Veja – Que autores tiveram grande influência sobre o senhor?

Manguel – Um nome que me ocorre é o do brasileiro Monteiro Lobato, autor do Sítio do Pica-Pau Amarelo. Ter lido Monteiro Lobato numa certa fase de minha vida foi mais enriquecedor do que ter lido Camões, há cinco anos. Camões é interessante, levou-me a pensar em questões profundas, mas não mudou minha vida. Tive contato com as obras de Lobato aos 8 anos, logo depois de mudar para a Argentina. Eu relacionava alguns episódios protagonizados pela boneca Emília com certas dificuldades que tive na escola nova, por causa do idioma que eu não falava.

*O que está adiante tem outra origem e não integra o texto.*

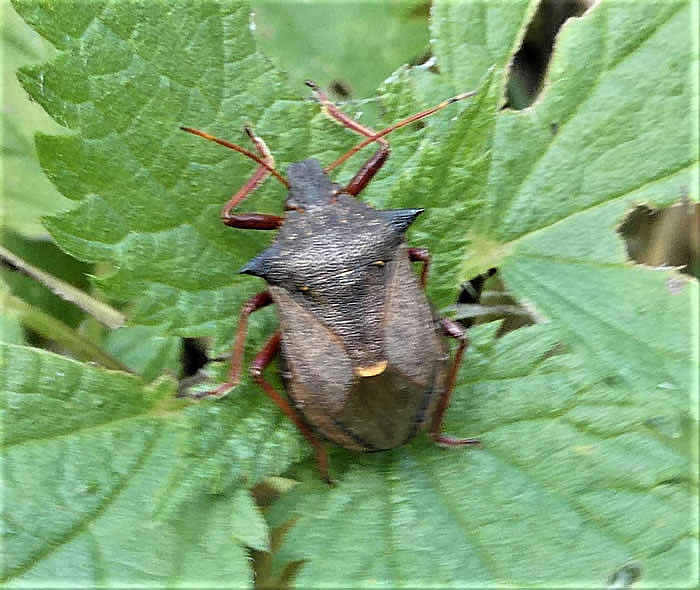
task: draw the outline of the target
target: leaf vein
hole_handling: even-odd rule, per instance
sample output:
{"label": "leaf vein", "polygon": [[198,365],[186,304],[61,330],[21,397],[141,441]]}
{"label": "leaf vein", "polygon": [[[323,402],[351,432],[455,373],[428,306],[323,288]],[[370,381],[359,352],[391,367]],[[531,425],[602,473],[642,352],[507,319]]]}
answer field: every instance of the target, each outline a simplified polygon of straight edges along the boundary
{"label": "leaf vein", "polygon": [[109,506],[126,489],[129,480],[143,467],[143,465],[146,462],[146,459],[153,452],[153,448],[155,446],[155,442],[158,438],[159,433],[160,427],[159,425],[157,425],[155,430],[151,434],[150,439],[144,446],[143,451],[139,455],[138,459],[134,462],[133,467],[129,470],[129,472],[125,473],[123,477],[121,477],[117,481],[109,496],[105,497],[104,500],[98,506],[96,506],[90,513],[86,514],[84,518],[78,520],[70,530],[68,530],[61,536],[61,538],[56,540],[54,543],[47,543],[45,547],[37,551],[34,555],[27,557],[24,563],[21,563],[13,569],[9,570],[6,576],[0,579],[0,582],[6,582],[29,571],[38,562],[40,562],[43,559],[46,559],[49,555],[58,551],[66,543],[69,543],[71,540],[78,537],[81,533],[89,530],[88,527],[90,526],[90,524],[95,522],[98,517],[104,514],[107,508],[109,508]]}
{"label": "leaf vein", "polygon": [[[411,453],[410,449],[408,450]],[[454,503],[450,499],[450,494],[443,489],[439,476],[435,473],[434,466],[424,465],[415,461],[414,464],[422,467],[423,473],[430,479],[430,483],[435,490],[435,497],[440,497],[443,500],[443,505],[447,509],[447,512],[452,515],[452,522],[454,522],[462,531],[464,537],[469,540],[471,546],[474,548],[476,556],[479,558],[484,567],[490,570],[495,576],[498,576],[501,580],[507,580],[508,576],[504,576],[498,567],[498,564],[493,560],[488,552],[483,547],[483,544],[479,542],[474,535],[473,529],[469,526],[468,522],[465,522],[464,515],[457,509]]]}

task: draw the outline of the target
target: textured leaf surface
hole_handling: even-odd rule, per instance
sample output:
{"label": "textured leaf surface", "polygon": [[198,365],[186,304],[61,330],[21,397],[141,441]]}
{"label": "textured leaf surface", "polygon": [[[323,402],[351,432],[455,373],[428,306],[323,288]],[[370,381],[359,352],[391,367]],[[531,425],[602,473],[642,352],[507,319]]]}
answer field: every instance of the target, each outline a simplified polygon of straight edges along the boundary
{"label": "textured leaf surface", "polygon": [[7,587],[250,583],[232,510],[249,536],[265,533],[235,494],[154,516],[183,435],[172,383],[21,346],[3,345],[0,362]]}
{"label": "textured leaf surface", "polygon": [[[439,144],[423,142],[388,203],[415,203],[414,190],[434,195],[415,236],[435,254],[435,274],[452,278],[433,291],[439,302],[453,300],[451,284],[499,267],[594,366],[631,387],[688,391],[697,357],[679,327],[696,284],[668,296],[673,273],[630,266],[616,232],[639,202],[668,204],[686,188],[698,195],[697,4],[657,8],[642,17],[603,2],[570,20],[535,105],[495,116],[492,141],[479,112]],[[451,34],[455,20],[440,30]],[[483,20],[462,45],[486,34],[492,21]],[[458,58],[448,51],[444,61]]]}
{"label": "textured leaf surface", "polygon": [[[416,442],[360,459],[337,453],[341,483],[314,472],[270,513],[292,526],[272,579],[305,560],[296,585],[486,583],[604,586],[638,560],[650,587],[697,581],[697,422],[672,390],[595,381],[556,330],[494,341],[478,329],[447,431],[482,448]],[[523,351],[527,350],[524,354]]]}
{"label": "textured leaf surface", "polygon": [[150,326],[113,330],[102,347],[147,380],[163,374],[180,376],[182,341],[174,336],[161,336]]}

Veja – O senhor conhece Machado de Assis?

Manguel – Gosto muito do autor de Memórias Póstumas de Brás Cubas. Machado de Assis é um dos escritores fundamentais de nosso tempo. O fato de ele não ter exercido uma influência internacional deve-se exclusivamente a circunstâncias culturais e econômicas. Ele viveu no Brasil, um país remoto no século passado, apesar de seu tamanho. Se Machado de Assis tivesse escrito em inglês, ele teria sido um precursor, e não um herdeiro de determinadas concepções literárias.

Veja – O que se perde ao ler um livro traduzido?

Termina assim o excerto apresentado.